Chapter 44: The MI Procedure | SAS.STAT 9.1 Users Guide (Vol. 4)

Overview

The MI procedure performs multiple imputation of missing data. Missing values are an issue in a substantial number of statistical analyses. Most SAS statistical procedures exclude observations with any missing variable values from the analysis. These observations are called incomplete cases. While analyzing only complete cases has its simplicity, the information contained in the incomplete cases is lost. This approach also ignores possible systematic differences between the complete cases and the incomplete cases, and the resulting inference may not be applicable to the population of all cases, especially with a small number of complete cases.

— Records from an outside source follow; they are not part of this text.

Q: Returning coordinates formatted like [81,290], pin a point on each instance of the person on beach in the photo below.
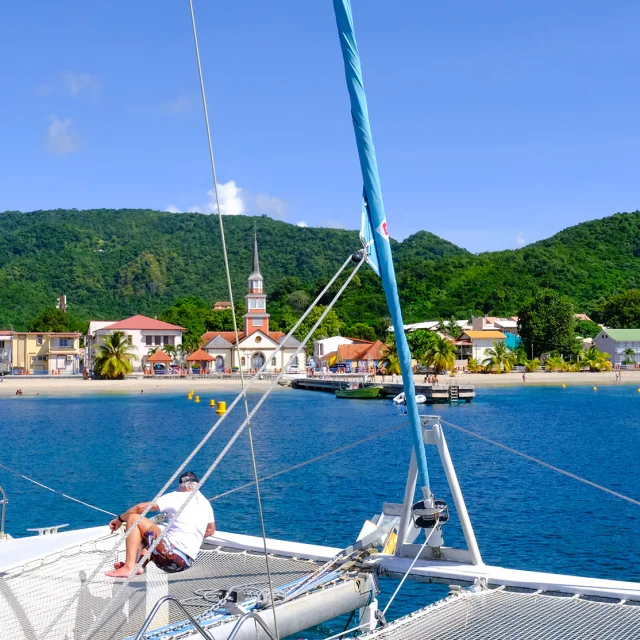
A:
[181,543]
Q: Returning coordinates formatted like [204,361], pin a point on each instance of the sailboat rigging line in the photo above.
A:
[404,577]
[115,600]
[384,432]
[233,312]
[211,431]
[542,463]
[64,495]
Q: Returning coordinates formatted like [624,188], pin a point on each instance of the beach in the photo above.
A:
[61,386]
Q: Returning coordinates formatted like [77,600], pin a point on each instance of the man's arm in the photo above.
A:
[137,509]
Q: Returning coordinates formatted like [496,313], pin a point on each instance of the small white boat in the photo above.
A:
[400,399]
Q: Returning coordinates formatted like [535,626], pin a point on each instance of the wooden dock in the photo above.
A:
[438,393]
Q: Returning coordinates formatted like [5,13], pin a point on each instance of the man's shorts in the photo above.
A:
[166,556]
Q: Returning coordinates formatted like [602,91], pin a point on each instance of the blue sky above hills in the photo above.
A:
[496,124]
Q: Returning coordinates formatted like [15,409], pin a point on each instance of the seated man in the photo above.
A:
[181,543]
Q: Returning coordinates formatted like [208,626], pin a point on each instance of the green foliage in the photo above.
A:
[621,311]
[499,358]
[546,323]
[587,328]
[115,263]
[419,343]
[330,326]
[440,354]
[114,356]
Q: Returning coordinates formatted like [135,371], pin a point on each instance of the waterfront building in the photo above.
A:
[6,344]
[330,345]
[143,334]
[47,352]
[616,342]
[257,343]
[475,343]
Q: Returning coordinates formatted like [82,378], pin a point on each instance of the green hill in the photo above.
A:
[112,263]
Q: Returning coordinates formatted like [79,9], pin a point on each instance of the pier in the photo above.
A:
[434,393]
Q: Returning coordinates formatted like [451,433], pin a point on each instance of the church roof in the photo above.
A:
[229,338]
[200,356]
[159,356]
[255,274]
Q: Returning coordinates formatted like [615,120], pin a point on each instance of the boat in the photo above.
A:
[360,392]
[400,398]
[254,587]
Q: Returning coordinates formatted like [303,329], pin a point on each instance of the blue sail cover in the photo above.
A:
[375,221]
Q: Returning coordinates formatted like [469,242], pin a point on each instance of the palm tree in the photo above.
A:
[499,358]
[440,354]
[390,359]
[113,359]
[473,365]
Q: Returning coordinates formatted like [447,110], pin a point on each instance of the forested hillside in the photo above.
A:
[114,263]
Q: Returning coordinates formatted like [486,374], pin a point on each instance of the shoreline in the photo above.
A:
[61,386]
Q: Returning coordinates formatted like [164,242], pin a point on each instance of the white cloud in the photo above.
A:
[235,201]
[230,199]
[61,138]
[180,105]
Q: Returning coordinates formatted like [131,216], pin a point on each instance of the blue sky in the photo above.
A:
[496,123]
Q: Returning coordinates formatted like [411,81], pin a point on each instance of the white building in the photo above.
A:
[479,342]
[257,344]
[6,342]
[616,341]
[330,345]
[143,333]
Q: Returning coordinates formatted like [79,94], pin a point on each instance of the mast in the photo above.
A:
[375,214]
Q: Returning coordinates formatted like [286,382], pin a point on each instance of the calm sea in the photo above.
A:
[115,450]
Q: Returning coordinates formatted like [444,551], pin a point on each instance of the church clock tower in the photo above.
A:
[256,318]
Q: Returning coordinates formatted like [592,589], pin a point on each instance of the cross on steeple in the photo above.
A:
[256,318]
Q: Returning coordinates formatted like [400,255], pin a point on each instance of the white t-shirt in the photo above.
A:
[187,532]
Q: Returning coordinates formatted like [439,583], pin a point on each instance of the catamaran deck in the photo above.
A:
[502,613]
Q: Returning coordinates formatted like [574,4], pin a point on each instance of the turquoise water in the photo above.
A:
[115,450]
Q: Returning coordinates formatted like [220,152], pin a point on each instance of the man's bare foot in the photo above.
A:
[122,572]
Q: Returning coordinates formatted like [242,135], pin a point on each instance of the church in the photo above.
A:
[257,344]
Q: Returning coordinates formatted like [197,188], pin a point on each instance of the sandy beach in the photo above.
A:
[61,386]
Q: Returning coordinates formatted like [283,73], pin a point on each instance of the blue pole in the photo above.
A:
[375,209]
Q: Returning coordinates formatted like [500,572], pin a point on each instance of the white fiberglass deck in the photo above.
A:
[500,613]
[462,573]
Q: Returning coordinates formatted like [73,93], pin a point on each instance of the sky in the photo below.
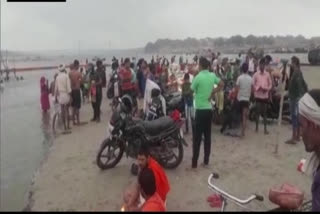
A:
[124,24]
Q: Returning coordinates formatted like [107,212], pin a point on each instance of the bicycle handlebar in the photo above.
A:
[229,196]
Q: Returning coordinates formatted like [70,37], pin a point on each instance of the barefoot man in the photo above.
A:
[62,95]
[145,161]
[309,119]
[76,79]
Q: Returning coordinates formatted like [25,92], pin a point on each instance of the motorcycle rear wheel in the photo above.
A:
[110,147]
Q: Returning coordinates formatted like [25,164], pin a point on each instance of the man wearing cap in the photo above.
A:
[203,88]
[309,120]
[62,94]
[76,79]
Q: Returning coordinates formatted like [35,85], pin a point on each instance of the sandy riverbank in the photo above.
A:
[69,179]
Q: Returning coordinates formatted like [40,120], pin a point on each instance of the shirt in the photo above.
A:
[244,82]
[251,66]
[63,84]
[154,204]
[162,183]
[75,78]
[316,192]
[297,86]
[262,81]
[202,85]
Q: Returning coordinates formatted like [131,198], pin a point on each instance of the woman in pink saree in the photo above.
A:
[44,99]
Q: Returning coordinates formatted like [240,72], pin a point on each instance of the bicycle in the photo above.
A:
[225,197]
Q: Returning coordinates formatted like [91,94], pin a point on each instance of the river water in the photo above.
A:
[26,134]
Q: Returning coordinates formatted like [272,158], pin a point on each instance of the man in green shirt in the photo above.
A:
[203,88]
[297,88]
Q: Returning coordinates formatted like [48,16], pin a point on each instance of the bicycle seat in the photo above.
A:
[157,126]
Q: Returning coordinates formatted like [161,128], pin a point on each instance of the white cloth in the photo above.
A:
[173,68]
[309,109]
[244,82]
[147,94]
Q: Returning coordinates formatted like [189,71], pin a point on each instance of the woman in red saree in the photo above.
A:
[44,90]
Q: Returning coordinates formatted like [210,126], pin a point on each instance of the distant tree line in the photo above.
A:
[233,41]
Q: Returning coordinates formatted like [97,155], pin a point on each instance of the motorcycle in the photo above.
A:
[127,135]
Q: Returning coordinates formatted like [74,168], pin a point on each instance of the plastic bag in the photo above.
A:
[287,196]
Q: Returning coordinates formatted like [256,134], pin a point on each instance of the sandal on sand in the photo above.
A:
[291,142]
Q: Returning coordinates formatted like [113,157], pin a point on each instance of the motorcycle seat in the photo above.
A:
[155,127]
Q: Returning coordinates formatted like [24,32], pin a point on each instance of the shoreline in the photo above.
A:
[69,180]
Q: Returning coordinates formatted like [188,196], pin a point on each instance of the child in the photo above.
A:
[187,96]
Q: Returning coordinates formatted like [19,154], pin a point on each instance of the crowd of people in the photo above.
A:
[233,85]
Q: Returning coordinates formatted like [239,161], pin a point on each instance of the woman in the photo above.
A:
[44,89]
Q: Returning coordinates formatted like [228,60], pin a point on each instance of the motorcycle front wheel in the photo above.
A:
[110,154]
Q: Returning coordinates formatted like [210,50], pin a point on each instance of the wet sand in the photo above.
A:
[69,180]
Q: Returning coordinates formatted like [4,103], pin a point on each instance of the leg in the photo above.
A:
[67,115]
[98,104]
[244,120]
[258,112]
[186,117]
[63,117]
[94,111]
[207,136]
[264,112]
[197,139]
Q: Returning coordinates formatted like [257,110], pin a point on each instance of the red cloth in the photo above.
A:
[162,183]
[154,204]
[44,99]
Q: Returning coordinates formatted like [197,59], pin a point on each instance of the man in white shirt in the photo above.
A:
[62,94]
[244,86]
[147,97]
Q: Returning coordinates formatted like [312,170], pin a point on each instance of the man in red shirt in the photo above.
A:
[147,182]
[161,180]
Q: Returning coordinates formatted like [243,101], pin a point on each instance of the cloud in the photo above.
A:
[132,23]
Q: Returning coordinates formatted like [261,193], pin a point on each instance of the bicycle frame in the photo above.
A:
[226,196]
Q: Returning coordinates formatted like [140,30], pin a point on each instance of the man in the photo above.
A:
[62,95]
[145,161]
[203,88]
[141,78]
[309,119]
[153,201]
[243,87]
[297,88]
[262,85]
[127,78]
[98,76]
[76,79]
[251,64]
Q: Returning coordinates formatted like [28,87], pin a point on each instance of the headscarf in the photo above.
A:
[309,109]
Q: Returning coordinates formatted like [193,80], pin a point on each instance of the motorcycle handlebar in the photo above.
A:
[229,196]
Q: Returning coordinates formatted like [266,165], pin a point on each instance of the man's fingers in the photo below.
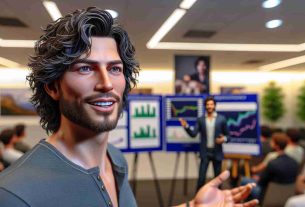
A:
[219,179]
[243,194]
[251,203]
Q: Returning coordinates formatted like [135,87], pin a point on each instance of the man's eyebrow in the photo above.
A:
[94,62]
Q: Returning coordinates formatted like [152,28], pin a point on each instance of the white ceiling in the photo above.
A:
[235,21]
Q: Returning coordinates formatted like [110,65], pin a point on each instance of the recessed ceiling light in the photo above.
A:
[271,3]
[274,23]
[8,63]
[113,13]
[186,4]
[52,9]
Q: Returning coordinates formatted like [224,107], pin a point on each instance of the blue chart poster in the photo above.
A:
[187,107]
[140,128]
[241,112]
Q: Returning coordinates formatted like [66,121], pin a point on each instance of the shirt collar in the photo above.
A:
[214,115]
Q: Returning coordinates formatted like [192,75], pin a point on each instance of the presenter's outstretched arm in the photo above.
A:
[192,132]
[210,196]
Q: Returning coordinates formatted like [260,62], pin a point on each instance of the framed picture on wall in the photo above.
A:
[192,74]
[15,102]
[232,89]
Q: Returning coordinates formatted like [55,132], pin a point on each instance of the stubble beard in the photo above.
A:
[78,115]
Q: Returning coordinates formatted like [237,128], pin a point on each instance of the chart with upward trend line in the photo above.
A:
[241,112]
[183,108]
[242,124]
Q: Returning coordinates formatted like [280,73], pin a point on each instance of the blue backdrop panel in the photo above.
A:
[175,107]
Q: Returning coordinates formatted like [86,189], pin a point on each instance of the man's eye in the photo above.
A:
[116,69]
[85,69]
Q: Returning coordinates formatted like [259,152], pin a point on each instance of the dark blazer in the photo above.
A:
[220,128]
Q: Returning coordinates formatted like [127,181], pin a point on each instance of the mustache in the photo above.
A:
[103,95]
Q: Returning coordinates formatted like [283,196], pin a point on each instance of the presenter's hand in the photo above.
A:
[210,196]
[183,122]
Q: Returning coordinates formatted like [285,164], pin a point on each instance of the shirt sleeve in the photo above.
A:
[8,199]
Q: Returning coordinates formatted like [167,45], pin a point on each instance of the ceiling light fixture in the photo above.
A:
[113,13]
[274,23]
[17,43]
[8,63]
[271,3]
[283,63]
[229,47]
[186,4]
[52,9]
[166,27]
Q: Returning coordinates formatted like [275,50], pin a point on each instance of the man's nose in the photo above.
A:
[104,83]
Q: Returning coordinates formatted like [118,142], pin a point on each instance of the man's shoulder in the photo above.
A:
[117,156]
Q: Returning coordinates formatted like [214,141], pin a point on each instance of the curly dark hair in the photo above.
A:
[209,98]
[63,42]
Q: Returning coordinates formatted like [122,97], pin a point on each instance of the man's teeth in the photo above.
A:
[103,104]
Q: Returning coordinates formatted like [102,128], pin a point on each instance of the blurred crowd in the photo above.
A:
[12,146]
[280,166]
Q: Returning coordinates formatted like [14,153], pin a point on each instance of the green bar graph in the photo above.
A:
[144,112]
[145,133]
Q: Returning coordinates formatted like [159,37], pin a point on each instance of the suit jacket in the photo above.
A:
[220,128]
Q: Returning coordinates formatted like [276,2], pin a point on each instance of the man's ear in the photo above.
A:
[53,90]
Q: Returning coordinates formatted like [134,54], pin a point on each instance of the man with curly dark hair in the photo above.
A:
[81,73]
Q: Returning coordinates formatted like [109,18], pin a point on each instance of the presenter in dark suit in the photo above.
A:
[213,133]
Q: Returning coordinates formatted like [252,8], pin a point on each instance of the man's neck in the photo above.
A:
[82,146]
[210,114]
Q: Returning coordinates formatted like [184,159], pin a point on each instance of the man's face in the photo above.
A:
[91,90]
[201,67]
[210,106]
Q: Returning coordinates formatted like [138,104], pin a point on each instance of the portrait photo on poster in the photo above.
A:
[192,74]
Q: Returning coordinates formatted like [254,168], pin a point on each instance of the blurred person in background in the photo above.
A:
[213,131]
[9,139]
[265,140]
[201,75]
[293,149]
[20,133]
[283,169]
[298,200]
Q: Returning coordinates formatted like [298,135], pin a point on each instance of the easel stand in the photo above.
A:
[235,161]
[154,172]
[185,180]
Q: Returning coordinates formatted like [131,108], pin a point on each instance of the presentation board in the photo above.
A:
[242,116]
[188,108]
[242,113]
[140,127]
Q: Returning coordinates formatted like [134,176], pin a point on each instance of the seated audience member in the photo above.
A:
[8,138]
[299,200]
[282,169]
[265,140]
[293,149]
[20,133]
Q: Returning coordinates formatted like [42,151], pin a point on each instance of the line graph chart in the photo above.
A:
[183,108]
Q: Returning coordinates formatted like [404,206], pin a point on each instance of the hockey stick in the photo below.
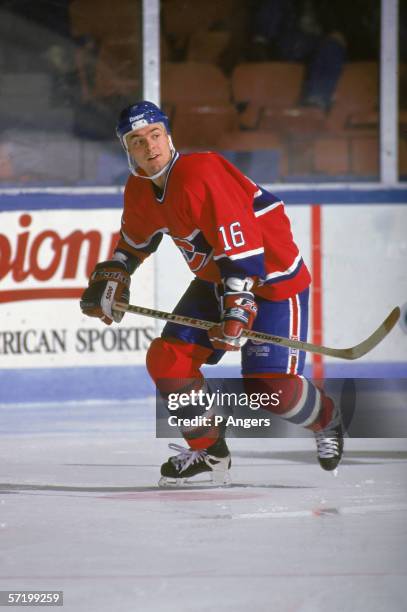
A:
[353,352]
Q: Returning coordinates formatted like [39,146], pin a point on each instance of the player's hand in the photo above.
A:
[108,283]
[239,313]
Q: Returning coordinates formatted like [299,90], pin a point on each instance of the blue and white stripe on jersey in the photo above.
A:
[306,410]
[264,202]
[248,263]
[280,275]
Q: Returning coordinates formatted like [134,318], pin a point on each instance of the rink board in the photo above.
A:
[50,240]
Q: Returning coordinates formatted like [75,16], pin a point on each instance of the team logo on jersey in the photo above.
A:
[196,251]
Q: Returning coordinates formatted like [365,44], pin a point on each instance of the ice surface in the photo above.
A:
[80,512]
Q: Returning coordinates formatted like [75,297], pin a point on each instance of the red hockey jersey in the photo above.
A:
[223,223]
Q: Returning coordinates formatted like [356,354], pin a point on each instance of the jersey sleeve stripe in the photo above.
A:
[143,245]
[263,211]
[240,255]
[284,274]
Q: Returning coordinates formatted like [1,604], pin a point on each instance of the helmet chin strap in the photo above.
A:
[163,170]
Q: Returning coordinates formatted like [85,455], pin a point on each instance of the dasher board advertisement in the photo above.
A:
[46,257]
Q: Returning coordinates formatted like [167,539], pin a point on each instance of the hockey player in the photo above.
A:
[249,274]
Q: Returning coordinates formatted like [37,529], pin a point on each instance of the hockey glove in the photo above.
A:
[108,283]
[239,313]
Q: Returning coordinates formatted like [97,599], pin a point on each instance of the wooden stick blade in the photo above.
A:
[351,353]
[374,339]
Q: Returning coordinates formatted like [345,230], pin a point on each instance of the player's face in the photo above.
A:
[150,147]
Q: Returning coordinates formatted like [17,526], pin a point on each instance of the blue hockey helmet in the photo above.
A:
[139,115]
[135,117]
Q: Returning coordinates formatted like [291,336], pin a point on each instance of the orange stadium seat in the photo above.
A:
[200,126]
[194,83]
[197,97]
[256,142]
[266,87]
[118,69]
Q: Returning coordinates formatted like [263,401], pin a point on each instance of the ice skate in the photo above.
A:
[181,469]
[330,446]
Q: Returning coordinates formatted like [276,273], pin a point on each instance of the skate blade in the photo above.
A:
[216,480]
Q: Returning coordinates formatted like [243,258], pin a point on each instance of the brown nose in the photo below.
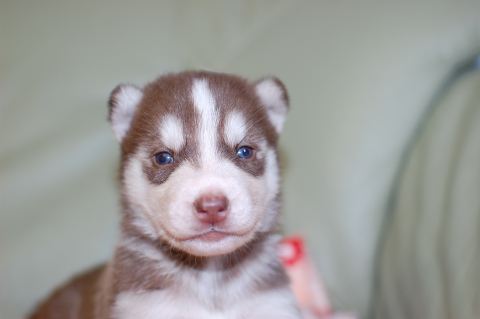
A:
[211,209]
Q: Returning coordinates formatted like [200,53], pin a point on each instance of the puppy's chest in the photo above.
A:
[213,304]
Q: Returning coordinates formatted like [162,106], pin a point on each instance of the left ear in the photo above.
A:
[274,96]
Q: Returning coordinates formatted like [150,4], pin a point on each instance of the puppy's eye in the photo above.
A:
[163,158]
[245,152]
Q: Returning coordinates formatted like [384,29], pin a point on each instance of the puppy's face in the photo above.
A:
[199,165]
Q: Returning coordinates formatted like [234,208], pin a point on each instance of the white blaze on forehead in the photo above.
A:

Some SAS procedures use all the available cases in an analysis, that is, cases with useful information. For example, the CORR procedure estimates a variable mean by using all cases with nonmissing values for this variable, ignoring the possible missing values in other variables. PROC CORR also estimates a correlation by using all cases with nonmissing values for this pair of variables . This makes better use of the available data than use only the complete cases, but the resulting correlation matrix may not be positive definite.

Another strategy for handling missing data is single imputation, which substitutes a value for each missing value. Standard statistical procedures for complete data analysis can then be used with the filled-in data set. For example, each missing value can be imputed with the variable mean of the complete cases, or it can be imputed with the mean conditional on observed values of other variables. This approach treats missing values as if they were known in the complete-data analysis. However, single imputation does not reflect the uncertainty about the predictions of the unknown missing values, and the resulting estimated variances of the parameter estimates will be biased toward zero (Rubin 1987, p. 13).

Instead of filling in a single value for each missing value, multiple imputation (Rubin 1976; 1987) replaces each missing value with a set of plausible values that represent the uncertainty about the right value to impute. The multiply imputed data sets are then analyzed by using standard procedures for complete data and combining the results from these analyses. No matter which complete-data analysis is used, the process of combining results from different data sets is essentially the same.

Multiple imputation does not attempt to estimate each missing value through simulated values. Instead, it draws a random sample of the missing values from its distribution. This process results in valid statistical inferences that properly reflect the uncertainty due to missing values; for example, confidence intervals with the correct probability coverage.

Multiple imputation inference involves three distinct phases:

The missing data are filled in m times to generate m complete data sets.
The m complete data sets are analyzed using standard statistical analyses.
The results from the m complete data sets are combined to produce inferential results.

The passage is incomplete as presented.